Итак, с полным основанием можно сделать следующий вывод: кинематографическая красота, прекрасное в кино — это красота новая, более сложная, состоящая из материалов всех видов искусства, в которой благодаря определенному построению кадра и определенному жизненно важному ритму все разнообразные использованные предметы — от неодушевленных предметов до человека, совершающего поступки в соответствии с выбранным сюжетом, — становятся средствами художественного выражения определенной действительности, определенных условий человеческого существования, становятся главной темой, принципом художественного единства.

Философия неореализма

То, что создатели новой школы почувствовали лишь более или менее бессознательно, может быть выражено одной фразой — простым следствием основного тезиса подлинного киноискусства: выразительные средства должны приноситься в жертву тому, что стремишься выразить. Кинематографист открывает глубокую, динамичную действительность, поистине гуманную, в каком-нибудь военном эпизоде («Один день жизни», «Рим — открытый город», «Пайза», «Жить в мире», «Солнце еще всходит»), в каком-нибудь факте совсем другого характера в послевоенные годы («Шуша», «Германия, год нулевой»), в трех-четырех группах людей, подобных тысячам других, в поезде, направляющемся в Лурд («Врата неба»), в банальной истории, приключившейся с вовсе не героичным и даже не коварным коммивояжером, случайно повстречавшим в поезде девушку («Прогулка в облаках»). Он увидел и хочет показать другим, какое духовное богатство таится в глубине самых повседневных событий. Он смело отказывается от игры света и тени в операторской съемке, стремящейся превратиться в самоцель, как в мексиканской школе Эмилио Фернандеса и Габриэля Фигероа6. Он не заботится об искусных ухищрениях, как во многих французских и аргентинских лентах. Он не жаждет добиться эффектов путем сенсационного монтажа, как Эйзенштейн или Орсон Уэллс. Он стремится к одной цели: его операторская работа скромна, его монтаж кажется лишенным оригинальности, просты композиция кадра и пластический материал, призванные конкретно выразить его внутреннее видение.

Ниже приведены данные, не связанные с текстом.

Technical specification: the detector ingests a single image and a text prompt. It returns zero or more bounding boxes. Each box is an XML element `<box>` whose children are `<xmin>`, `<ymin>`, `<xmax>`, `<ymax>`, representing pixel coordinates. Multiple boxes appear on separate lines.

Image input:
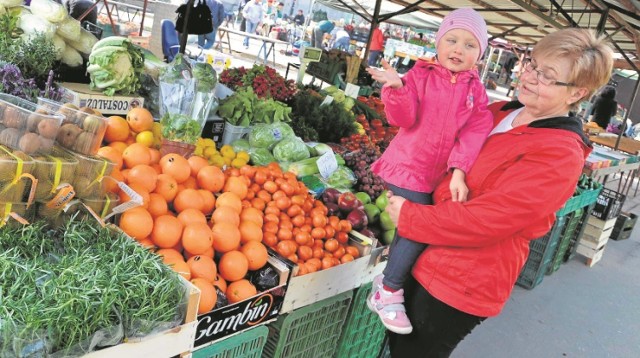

Более того: он не только пренебрегает материальной красотой, но даже оставляет без внимания красоту интеллектуальную и духовную в том узком смысле слова, что мы говорили выше. Один блестящий французский критик смог сказать: «Когда читаешь либретто, сценарии многих итальянских фильмов просто вызывают смех. Если рассматривать сам сюжет, они часто представляют собой лишь морализующие мелодрамы». Нужно сказать, что Росселлини и некоторые другие режиссеры, охваченные вдохновением, подсказанным нынешним моментом, быть может, пошли несколько дальше в своей типично итальянской откровенности: их проникновение в действительность, составляющую сюжет фильма, свежо и мощно. Также и это вполне объяснимо: тщательно подготовленный сценарий всего лишь инструмент, и часто слишком «разработанный» сценарий мешает режиссеру приступить к созданию своими собственными средствами поведения и обликов, выражающих душу простых людей, и подлинной среды, играющей важную роль в фильме.

Итальянская неореалистическая школа имеет лишь один тезис, противоположный формалистическим тезисам, превращающим кино в игру теней, слов, ситуаций и выдуманных осложнений. Тезис этот таков: экран — это волшебное окно, смотрящее в реальную действительность; кино — это искусство достигать посредством самого свободного выбора в необъятном материальном мире наиболее ясного и четкого видения этой невидимой действительности — движений невидимой души. Основа всякого большого искусства не то, что кто-то думает о действительности, а то, что является самой действительностью. В последнем видении того, что есть, художник и зрители с радостью забывают о художественных выдумках, служивших инструментом для появления на свет нового произведения (и мы думаем о глубокой параллели со словами Евангелия, описывающего радость матери, которая посылает в мир человека — новое живое существо).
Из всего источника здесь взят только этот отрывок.